Leaders typically have a variety of experiences to draw upon when making decisions. Rarely will a great leader step into a position of authority without having first experienced many different roles, responsibilities, successes, and failures. Visualizing how one situation applies to another – dealing with the practical application of what has worked in the past and how it might “fit” into different situations – becomes the aptitude of a great leader. Good leaders may study and learn the theoretical (or previously proven) way to do things but they must make the transition from what SHOULD work to what DOES work if they hope to truly lead others. Great leaders not only apply their knowledge, they also expose others within their organization to new and different situations (and appropriate levels of responsibility), often allowing them to grow by failing (as long as it does not negatively and irreparably impact “innocents” or the organization), so that they, too, can develop a variety of experiences from which future independent decisions will be based.
Rather than brilliantly anticipating a solution before a problem arises so that negative disruption is minimized, great decisions are almost never made without careful analysis of conditions and the intentional utilization of “cause/effect” processes – a result of reacting to what has occurred within an environment that we are not used to by applying the experience we have gained elsewhere. While working to harness electricity, Edison stated that he had never failed but rather discovered a thousand solutions that did not work on his way to discovering the one that would. Leaders do not have all the answers but when moving forward it should be with confidence (having alternatives and options in mind) so that others will follow with faith rather than hold back due to fully justified trepidation.

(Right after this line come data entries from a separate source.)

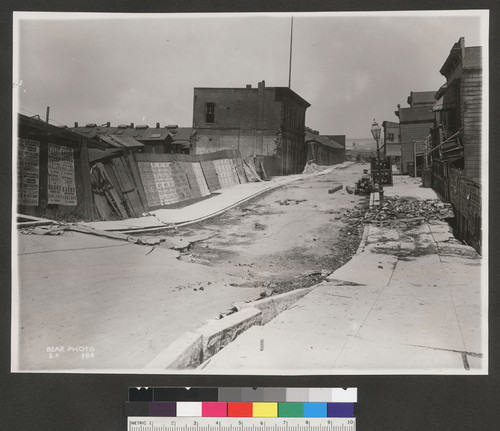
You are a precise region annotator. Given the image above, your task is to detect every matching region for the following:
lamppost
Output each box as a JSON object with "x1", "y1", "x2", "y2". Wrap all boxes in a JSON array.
[{"x1": 371, "y1": 119, "x2": 383, "y2": 205}]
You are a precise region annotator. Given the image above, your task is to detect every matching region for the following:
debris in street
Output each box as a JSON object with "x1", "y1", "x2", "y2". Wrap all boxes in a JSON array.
[
  {"x1": 31, "y1": 226, "x2": 66, "y2": 236},
  {"x1": 276, "y1": 198, "x2": 307, "y2": 205},
  {"x1": 346, "y1": 186, "x2": 354, "y2": 194},
  {"x1": 328, "y1": 185, "x2": 343, "y2": 194},
  {"x1": 254, "y1": 222, "x2": 267, "y2": 230},
  {"x1": 302, "y1": 269, "x2": 332, "y2": 277},
  {"x1": 342, "y1": 197, "x2": 454, "y2": 229}
]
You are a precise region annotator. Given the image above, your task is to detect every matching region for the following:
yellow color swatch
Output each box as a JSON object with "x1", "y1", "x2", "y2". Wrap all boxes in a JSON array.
[{"x1": 252, "y1": 402, "x2": 278, "y2": 417}]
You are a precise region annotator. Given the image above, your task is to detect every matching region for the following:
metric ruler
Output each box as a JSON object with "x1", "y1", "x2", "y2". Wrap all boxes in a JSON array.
[{"x1": 127, "y1": 417, "x2": 356, "y2": 431}]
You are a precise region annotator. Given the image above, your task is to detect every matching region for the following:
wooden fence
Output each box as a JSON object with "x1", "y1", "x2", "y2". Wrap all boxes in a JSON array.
[{"x1": 89, "y1": 150, "x2": 266, "y2": 221}]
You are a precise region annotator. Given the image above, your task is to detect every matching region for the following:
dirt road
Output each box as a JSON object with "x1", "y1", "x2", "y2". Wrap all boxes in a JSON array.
[{"x1": 158, "y1": 162, "x2": 369, "y2": 296}]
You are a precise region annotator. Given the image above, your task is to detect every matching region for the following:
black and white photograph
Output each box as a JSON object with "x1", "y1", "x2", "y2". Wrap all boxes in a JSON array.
[{"x1": 12, "y1": 10, "x2": 488, "y2": 374}]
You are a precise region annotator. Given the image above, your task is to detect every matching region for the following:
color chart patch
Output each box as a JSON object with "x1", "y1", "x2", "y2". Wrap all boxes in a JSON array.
[{"x1": 126, "y1": 387, "x2": 356, "y2": 418}]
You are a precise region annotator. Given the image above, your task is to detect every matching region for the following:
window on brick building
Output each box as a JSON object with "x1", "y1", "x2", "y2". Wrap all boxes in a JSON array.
[
  {"x1": 387, "y1": 133, "x2": 394, "y2": 142},
  {"x1": 205, "y1": 103, "x2": 215, "y2": 123}
]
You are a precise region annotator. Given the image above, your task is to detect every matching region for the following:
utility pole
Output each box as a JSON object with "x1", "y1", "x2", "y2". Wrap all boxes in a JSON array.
[{"x1": 288, "y1": 16, "x2": 293, "y2": 88}]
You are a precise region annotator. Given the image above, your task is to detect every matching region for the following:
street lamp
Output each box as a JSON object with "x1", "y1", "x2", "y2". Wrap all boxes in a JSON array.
[{"x1": 371, "y1": 119, "x2": 384, "y2": 205}]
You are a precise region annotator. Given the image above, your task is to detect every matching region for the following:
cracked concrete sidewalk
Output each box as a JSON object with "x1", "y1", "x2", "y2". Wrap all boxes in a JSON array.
[{"x1": 199, "y1": 176, "x2": 486, "y2": 374}]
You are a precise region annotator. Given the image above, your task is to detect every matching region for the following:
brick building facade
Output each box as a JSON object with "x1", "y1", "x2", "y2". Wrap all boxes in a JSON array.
[{"x1": 192, "y1": 80, "x2": 310, "y2": 175}]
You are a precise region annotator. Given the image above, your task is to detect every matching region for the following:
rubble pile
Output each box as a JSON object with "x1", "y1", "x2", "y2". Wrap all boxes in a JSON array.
[{"x1": 342, "y1": 197, "x2": 454, "y2": 229}]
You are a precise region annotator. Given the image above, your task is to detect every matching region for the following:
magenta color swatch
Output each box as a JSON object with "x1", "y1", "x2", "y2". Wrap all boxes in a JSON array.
[{"x1": 202, "y1": 402, "x2": 228, "y2": 417}]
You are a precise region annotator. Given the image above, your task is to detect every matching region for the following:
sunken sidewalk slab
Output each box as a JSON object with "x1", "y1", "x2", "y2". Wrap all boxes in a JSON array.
[{"x1": 143, "y1": 288, "x2": 313, "y2": 370}]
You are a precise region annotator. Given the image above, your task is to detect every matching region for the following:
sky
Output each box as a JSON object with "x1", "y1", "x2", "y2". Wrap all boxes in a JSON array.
[{"x1": 14, "y1": 11, "x2": 487, "y2": 139}]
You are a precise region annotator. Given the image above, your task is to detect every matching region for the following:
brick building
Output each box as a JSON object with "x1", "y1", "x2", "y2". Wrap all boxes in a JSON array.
[
  {"x1": 192, "y1": 80, "x2": 311, "y2": 175},
  {"x1": 395, "y1": 91, "x2": 436, "y2": 175}
]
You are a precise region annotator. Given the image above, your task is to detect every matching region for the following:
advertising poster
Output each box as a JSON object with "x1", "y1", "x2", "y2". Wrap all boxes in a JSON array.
[
  {"x1": 47, "y1": 143, "x2": 77, "y2": 206},
  {"x1": 17, "y1": 138, "x2": 40, "y2": 206}
]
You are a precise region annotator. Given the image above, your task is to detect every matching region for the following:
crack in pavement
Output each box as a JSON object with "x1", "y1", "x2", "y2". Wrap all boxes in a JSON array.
[{"x1": 18, "y1": 243, "x2": 129, "y2": 256}]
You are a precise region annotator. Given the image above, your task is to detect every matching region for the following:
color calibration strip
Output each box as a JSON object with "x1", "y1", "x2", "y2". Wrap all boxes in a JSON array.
[
  {"x1": 128, "y1": 417, "x2": 356, "y2": 431},
  {"x1": 126, "y1": 388, "x2": 356, "y2": 418}
]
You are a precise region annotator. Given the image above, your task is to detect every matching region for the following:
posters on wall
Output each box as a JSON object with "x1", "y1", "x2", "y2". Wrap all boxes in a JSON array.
[
  {"x1": 17, "y1": 138, "x2": 40, "y2": 206},
  {"x1": 47, "y1": 143, "x2": 77, "y2": 206}
]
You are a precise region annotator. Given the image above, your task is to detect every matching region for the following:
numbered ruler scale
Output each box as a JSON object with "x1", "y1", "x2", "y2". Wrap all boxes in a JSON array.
[{"x1": 128, "y1": 417, "x2": 355, "y2": 431}]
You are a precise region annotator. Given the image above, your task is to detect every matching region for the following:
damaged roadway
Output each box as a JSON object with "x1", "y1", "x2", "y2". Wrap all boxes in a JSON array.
[
  {"x1": 14, "y1": 162, "x2": 364, "y2": 371},
  {"x1": 197, "y1": 175, "x2": 484, "y2": 374},
  {"x1": 14, "y1": 163, "x2": 483, "y2": 373}
]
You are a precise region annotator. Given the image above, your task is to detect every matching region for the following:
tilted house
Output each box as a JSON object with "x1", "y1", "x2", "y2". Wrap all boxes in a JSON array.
[
  {"x1": 431, "y1": 37, "x2": 482, "y2": 184},
  {"x1": 429, "y1": 37, "x2": 483, "y2": 252},
  {"x1": 192, "y1": 80, "x2": 311, "y2": 175}
]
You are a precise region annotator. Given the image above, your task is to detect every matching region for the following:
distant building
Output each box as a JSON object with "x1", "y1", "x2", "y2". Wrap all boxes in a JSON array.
[
  {"x1": 70, "y1": 123, "x2": 194, "y2": 154},
  {"x1": 169, "y1": 126, "x2": 197, "y2": 154},
  {"x1": 192, "y1": 80, "x2": 311, "y2": 175},
  {"x1": 395, "y1": 91, "x2": 435, "y2": 175},
  {"x1": 305, "y1": 131, "x2": 345, "y2": 165},
  {"x1": 382, "y1": 120, "x2": 401, "y2": 166}
]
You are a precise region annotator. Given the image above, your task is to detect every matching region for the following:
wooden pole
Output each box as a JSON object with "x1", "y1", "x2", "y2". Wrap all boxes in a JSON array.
[
  {"x1": 288, "y1": 16, "x2": 293, "y2": 88},
  {"x1": 79, "y1": 139, "x2": 95, "y2": 220},
  {"x1": 413, "y1": 141, "x2": 417, "y2": 177}
]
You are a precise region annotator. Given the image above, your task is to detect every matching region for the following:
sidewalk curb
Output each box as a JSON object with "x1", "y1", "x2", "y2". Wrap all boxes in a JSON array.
[
  {"x1": 143, "y1": 287, "x2": 314, "y2": 370},
  {"x1": 234, "y1": 287, "x2": 314, "y2": 325},
  {"x1": 355, "y1": 223, "x2": 370, "y2": 256}
]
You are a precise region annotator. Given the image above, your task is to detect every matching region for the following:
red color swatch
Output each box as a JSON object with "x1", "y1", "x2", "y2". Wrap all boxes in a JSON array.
[{"x1": 228, "y1": 403, "x2": 253, "y2": 417}]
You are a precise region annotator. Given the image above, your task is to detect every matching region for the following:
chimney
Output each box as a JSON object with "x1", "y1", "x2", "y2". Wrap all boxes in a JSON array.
[
  {"x1": 130, "y1": 122, "x2": 134, "y2": 128},
  {"x1": 156, "y1": 122, "x2": 160, "y2": 128},
  {"x1": 106, "y1": 122, "x2": 110, "y2": 127},
  {"x1": 246, "y1": 84, "x2": 252, "y2": 89},
  {"x1": 74, "y1": 122, "x2": 78, "y2": 127},
  {"x1": 258, "y1": 80, "x2": 265, "y2": 89}
]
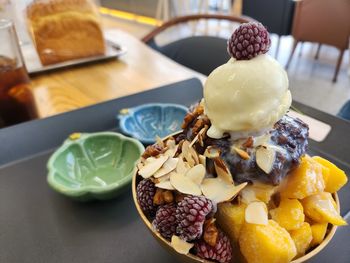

Good leaders make decisions then move on to other challenges – rarely looking back, always looking forward. Great leaders make decisions and monitor how they play out while moving on to other opportunities – NEVER losing sight of their objective nor abandoning the process (EVEN IF others feel that a situation has been resolved). They recognize that today’s destination is but a launching point for tomorrow’s opportunities rather than the conclusion of a path that allows them to rest in their sense of accomplishment. They are willing to change their mind as factors and conditions change, recognizing that such mid-decision shifts can be (when properly explained and communicated) an indication of strength, intelligence, and good judgment rather than a show of weakness, indecision, or lack of knowledge. While good decision-making begins with the realization that a need for change exists, it cannot produce positive results until a problem has been identified then reasonable solutions are considered, tested, implemented, monitored, measured, and allowed to produce results.
Compound your impact exponentially by helping others grow – by engaging their minds (hopes and dreams) as fully as you engage your own then allowing them to act (as you monitor results and get out of the way of their progress). Great leaders think, consider, decide then intentionally act (while providing those around them with an opportunity to grow by allowing them to expand their own experiences) so that the organization, relationship, or situation will continue to thrive and grow. Unless (and until) you prepare others to do what you typically are expected to do you will never achieve more than you have accomplished nor realize anything that has not already been experienced by someone else.